On Friday, GM announced a massive reassignment of 500 engineers from R&D to production engineering and other areas -- all to speed development of its Volt PHEV. (This car, using GM's E-Flex strategy, is a series hybrid, where only the electric motor powers the wheels. It's modularized so any liquid fuel into an engine or hydrogen for a fuel cell can provide the range extension by recharging the battery.)
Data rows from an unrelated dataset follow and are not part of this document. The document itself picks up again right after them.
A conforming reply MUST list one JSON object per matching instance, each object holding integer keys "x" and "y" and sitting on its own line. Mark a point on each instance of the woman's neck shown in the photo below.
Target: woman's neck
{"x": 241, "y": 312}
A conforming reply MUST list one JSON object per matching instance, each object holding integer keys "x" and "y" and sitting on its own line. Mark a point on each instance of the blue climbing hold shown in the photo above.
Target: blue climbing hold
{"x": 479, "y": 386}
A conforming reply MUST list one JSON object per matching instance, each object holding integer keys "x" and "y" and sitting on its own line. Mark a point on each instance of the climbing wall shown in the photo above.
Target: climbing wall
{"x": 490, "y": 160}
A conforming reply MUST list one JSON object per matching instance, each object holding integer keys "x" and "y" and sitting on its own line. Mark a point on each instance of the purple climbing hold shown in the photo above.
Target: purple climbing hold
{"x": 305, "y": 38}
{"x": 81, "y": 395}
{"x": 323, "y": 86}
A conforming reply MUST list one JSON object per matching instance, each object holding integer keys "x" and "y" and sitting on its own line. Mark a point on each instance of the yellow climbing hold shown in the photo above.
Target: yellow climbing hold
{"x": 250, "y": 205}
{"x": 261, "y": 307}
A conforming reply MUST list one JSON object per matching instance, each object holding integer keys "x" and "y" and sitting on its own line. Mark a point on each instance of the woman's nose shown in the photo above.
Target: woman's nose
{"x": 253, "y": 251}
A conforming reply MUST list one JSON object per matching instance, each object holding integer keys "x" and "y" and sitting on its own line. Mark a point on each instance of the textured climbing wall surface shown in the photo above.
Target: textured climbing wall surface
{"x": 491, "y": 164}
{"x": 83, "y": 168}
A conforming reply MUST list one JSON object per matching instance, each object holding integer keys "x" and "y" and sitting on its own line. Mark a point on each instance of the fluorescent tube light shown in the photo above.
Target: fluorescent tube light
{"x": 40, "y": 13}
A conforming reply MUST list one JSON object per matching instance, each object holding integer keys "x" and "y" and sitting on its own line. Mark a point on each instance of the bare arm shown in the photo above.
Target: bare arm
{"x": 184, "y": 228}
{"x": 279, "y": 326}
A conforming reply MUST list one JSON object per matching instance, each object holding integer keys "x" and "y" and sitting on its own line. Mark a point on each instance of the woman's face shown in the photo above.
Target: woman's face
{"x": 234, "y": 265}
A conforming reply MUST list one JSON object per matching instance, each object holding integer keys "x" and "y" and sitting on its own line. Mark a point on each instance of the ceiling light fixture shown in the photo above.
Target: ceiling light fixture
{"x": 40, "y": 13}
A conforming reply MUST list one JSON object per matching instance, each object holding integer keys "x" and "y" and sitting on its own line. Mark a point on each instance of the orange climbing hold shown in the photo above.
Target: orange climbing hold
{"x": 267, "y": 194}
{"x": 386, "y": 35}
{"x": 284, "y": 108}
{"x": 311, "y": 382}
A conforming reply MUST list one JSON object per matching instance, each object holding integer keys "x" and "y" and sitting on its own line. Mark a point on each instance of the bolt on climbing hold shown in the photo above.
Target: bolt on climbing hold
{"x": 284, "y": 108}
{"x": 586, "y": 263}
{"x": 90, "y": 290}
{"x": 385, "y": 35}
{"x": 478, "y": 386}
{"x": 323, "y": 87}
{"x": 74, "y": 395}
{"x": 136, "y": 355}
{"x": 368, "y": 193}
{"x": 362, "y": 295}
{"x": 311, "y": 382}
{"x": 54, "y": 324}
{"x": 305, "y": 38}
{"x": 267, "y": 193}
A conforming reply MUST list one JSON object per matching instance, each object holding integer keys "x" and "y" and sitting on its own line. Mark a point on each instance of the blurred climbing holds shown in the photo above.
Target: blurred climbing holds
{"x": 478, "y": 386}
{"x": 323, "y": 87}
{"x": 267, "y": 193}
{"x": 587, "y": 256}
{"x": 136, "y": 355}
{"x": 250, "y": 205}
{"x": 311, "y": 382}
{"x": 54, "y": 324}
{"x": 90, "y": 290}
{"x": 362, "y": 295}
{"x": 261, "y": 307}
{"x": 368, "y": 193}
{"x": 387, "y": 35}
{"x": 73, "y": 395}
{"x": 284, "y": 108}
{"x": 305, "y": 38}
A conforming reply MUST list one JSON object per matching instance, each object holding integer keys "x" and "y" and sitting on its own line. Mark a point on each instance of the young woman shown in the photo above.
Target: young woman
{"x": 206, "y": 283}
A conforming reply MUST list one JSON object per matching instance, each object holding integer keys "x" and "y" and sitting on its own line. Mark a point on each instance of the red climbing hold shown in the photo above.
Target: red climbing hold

First reports indicated that this effort was for the Volt in general, but as the story evolved (the Bloomberg News report below went through three versions), GM's message emerged: its main aim is to bring the fuel cell version of the Volt to market quickly. In recent months, it looked like the realists in GM, proposing to electrify transportation starting with gasoline- or E85-powered PHEVs, were gaining ground. Yet it appears now that GM executives who can overlook the inefficiencies of hydrogen conversion processes and the technical and infrastructure challenges may now be prevailing.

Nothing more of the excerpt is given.